De pie en el umbral de la puerta, antes de irse se había dado la vuelta para mirarla. Con esos ojos oscuros donde a la tristeza se había sumado la firmeza.
– Te llamo mañana por la mañana.
– Está bien.
Ella se había quedado inmóvil unos segundos frente a la puerta cerrada. Una puerta más de las muchas que en ese momento encontraba ante sí.
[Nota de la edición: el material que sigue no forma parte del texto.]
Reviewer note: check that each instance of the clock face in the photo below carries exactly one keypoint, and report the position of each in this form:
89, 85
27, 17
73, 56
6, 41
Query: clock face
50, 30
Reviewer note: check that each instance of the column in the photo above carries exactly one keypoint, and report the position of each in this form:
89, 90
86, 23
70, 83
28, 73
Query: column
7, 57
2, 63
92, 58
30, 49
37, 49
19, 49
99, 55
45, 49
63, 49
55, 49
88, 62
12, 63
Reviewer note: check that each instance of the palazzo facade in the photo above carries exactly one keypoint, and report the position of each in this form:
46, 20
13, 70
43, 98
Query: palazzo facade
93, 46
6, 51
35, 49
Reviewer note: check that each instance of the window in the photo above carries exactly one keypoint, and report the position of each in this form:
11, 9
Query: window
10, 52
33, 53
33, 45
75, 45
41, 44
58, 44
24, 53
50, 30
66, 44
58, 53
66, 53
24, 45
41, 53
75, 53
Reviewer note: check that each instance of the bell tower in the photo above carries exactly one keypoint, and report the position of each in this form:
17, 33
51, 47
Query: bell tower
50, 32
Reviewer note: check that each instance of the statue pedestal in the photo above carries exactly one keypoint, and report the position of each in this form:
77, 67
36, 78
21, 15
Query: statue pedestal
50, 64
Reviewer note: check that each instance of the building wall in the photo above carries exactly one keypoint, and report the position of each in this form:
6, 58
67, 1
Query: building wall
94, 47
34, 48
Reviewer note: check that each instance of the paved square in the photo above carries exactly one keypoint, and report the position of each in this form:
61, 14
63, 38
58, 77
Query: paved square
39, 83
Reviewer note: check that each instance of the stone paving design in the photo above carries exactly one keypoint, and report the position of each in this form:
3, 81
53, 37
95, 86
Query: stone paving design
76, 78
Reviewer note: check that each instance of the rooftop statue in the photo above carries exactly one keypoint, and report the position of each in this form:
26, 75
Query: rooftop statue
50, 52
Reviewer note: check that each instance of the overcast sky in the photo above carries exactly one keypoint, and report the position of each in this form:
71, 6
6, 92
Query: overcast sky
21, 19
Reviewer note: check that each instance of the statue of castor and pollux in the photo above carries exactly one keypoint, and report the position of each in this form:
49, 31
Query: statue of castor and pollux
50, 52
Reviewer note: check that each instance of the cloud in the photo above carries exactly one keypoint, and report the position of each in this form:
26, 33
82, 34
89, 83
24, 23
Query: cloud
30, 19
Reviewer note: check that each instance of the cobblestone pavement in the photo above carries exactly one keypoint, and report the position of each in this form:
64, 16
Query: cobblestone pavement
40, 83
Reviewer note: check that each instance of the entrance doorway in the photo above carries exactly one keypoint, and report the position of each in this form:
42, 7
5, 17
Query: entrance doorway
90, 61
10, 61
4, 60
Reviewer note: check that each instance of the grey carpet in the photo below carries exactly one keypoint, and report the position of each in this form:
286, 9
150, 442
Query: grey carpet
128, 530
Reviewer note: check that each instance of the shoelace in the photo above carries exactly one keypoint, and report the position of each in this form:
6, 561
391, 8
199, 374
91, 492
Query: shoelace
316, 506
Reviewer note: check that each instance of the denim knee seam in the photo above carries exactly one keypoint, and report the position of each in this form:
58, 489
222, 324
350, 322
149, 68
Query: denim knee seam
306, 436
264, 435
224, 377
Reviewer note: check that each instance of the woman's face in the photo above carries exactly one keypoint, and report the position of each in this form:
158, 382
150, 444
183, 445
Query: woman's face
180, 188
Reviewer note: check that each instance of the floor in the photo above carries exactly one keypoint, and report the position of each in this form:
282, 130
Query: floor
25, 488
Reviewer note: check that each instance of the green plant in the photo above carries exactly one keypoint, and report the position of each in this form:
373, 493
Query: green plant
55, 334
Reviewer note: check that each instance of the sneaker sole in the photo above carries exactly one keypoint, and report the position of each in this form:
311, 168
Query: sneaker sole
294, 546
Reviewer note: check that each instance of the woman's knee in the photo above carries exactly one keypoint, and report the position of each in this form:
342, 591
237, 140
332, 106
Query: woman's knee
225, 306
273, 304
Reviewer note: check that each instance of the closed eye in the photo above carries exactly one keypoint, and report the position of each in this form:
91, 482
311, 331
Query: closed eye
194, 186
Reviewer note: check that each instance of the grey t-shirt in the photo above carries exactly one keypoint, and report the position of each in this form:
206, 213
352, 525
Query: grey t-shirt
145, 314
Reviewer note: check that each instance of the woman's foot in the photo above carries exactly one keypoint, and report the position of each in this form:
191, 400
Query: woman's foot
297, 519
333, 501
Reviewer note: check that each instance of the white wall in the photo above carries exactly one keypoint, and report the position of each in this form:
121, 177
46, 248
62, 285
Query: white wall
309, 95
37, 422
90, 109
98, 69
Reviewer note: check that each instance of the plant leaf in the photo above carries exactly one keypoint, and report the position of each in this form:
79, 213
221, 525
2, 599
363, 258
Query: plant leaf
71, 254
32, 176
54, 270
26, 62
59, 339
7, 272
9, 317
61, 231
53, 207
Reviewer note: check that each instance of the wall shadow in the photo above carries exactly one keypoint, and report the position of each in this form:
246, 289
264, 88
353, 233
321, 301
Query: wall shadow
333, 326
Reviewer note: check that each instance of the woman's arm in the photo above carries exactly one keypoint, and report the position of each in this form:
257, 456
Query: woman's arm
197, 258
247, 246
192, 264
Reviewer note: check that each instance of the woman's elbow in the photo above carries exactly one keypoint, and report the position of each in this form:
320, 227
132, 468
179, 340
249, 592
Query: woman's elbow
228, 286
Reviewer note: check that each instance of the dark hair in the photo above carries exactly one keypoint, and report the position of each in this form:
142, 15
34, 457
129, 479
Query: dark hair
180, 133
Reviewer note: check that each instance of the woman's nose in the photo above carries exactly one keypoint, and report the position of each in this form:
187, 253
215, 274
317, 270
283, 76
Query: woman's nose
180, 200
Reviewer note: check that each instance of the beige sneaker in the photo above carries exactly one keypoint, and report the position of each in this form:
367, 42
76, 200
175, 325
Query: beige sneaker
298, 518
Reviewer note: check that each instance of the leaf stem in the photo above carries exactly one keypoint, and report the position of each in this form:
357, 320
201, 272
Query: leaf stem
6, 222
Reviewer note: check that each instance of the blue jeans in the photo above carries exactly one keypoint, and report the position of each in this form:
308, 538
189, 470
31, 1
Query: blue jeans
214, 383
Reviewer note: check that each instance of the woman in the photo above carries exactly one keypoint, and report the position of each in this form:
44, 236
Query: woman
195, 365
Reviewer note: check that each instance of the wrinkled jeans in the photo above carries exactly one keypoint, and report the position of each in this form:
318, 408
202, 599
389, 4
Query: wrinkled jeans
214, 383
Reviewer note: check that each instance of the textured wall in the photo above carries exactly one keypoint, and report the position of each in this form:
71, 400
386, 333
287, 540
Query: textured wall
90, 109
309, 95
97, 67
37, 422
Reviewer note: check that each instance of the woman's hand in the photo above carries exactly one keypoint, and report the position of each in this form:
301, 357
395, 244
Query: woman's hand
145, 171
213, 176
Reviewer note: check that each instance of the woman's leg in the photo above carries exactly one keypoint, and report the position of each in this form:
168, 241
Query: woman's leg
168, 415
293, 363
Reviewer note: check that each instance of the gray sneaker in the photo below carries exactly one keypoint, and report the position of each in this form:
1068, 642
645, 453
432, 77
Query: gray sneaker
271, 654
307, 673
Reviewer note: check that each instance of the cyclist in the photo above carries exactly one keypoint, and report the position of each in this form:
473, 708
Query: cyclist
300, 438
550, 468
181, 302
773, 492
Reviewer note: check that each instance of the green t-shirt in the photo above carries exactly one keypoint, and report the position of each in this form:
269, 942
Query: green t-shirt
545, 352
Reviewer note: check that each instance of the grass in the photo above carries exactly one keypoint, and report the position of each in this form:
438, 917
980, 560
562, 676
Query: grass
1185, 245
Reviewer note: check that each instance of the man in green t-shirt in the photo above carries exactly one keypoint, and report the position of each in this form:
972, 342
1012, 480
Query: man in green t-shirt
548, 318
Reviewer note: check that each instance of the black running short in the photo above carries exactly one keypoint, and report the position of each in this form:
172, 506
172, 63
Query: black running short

Vertió en la taza un café que, por más azúcar que le echara, le sabría siempre amargo.
Se dijo que había ocurrido lo que pasaba tantas veces en la vida. Quizá demasiadas veces. Había pasado una noche llena de la única forma de amor que el tiempo no cubría de escarcha, ese amor que se encendía por la noche para apagarse con la salida del sol y la mañana. Para él había sido así y ella debía sentirlo de la misma manera.
«Pero si son el precio que hay que pagar para tenerte, las acepto sin reticencias…»
– Vete a tomar por culo, Russell Wade.
Profirió a viva voz su exorcismo barriobajero y se quedó de pie, apoyada contra la encimera, tomando el café sin ganas. Se obligó a pensar en otra cosa.
En el Hornell Municipal Airport, un momento antes de que el helicóptero se elevara para llevarlos de regreso a Nueva York, había llamado al capitán Bellew para ponerlo al corriente de las malas noticias. Después de exponerle los hechos, el breve silencio le dijo que Bellew estaba tratando de sofocar una palabrota.
– Entonces, hay que empezar de cero.
Pero Vivien no se había dado por vencida.
– Todavía nos queda un camino por recorrer, Alan.
– Cuéntame.
Una leve nota de desconfianza en la voz del capitán.
– Hay que remontarse a la época de la guerra de Vietnam. A toda costa tenemos que averiguar qué les pasó al verdadero Wendell Johnson y al otro muchacho, el llamado Little Boss. Es la única agarradera que nos queda.
– Llamaré al jefe. A esta hora no creo que sea posible hacer nada, pero verás cómo por la mañana se pondrá en marcha de inmediato.
– Bien. Mantenme informada.
La conversación se había interrumpido por el rotor que comenzaba a dividir el aire. Ella y Russell habían subido al helicóptero y durante el viaje no hubo ruido capaz de interrumpir su silencio.
Sonó el teléfono. Como conjurado por su pensamiento, en la pantalla apareció el nombre de Bellew.
Vivien contestó.
– Aquí estoy.
– ¿Cómo estás?
– Estoy. ¿Tienes novedades?
– Sí. Y no son buenas.
Esperó en silencio el jarro de agua fría anunciado por Bellew.
– A primera hora de esta mañana Willard se puso en contacto con el ejército. El nombre de Wendell Johnson está clasificado como secreto militar. No es posible el acceso a su expediente de servicio.
Vivien sintió un torbellino de furia en el estómago.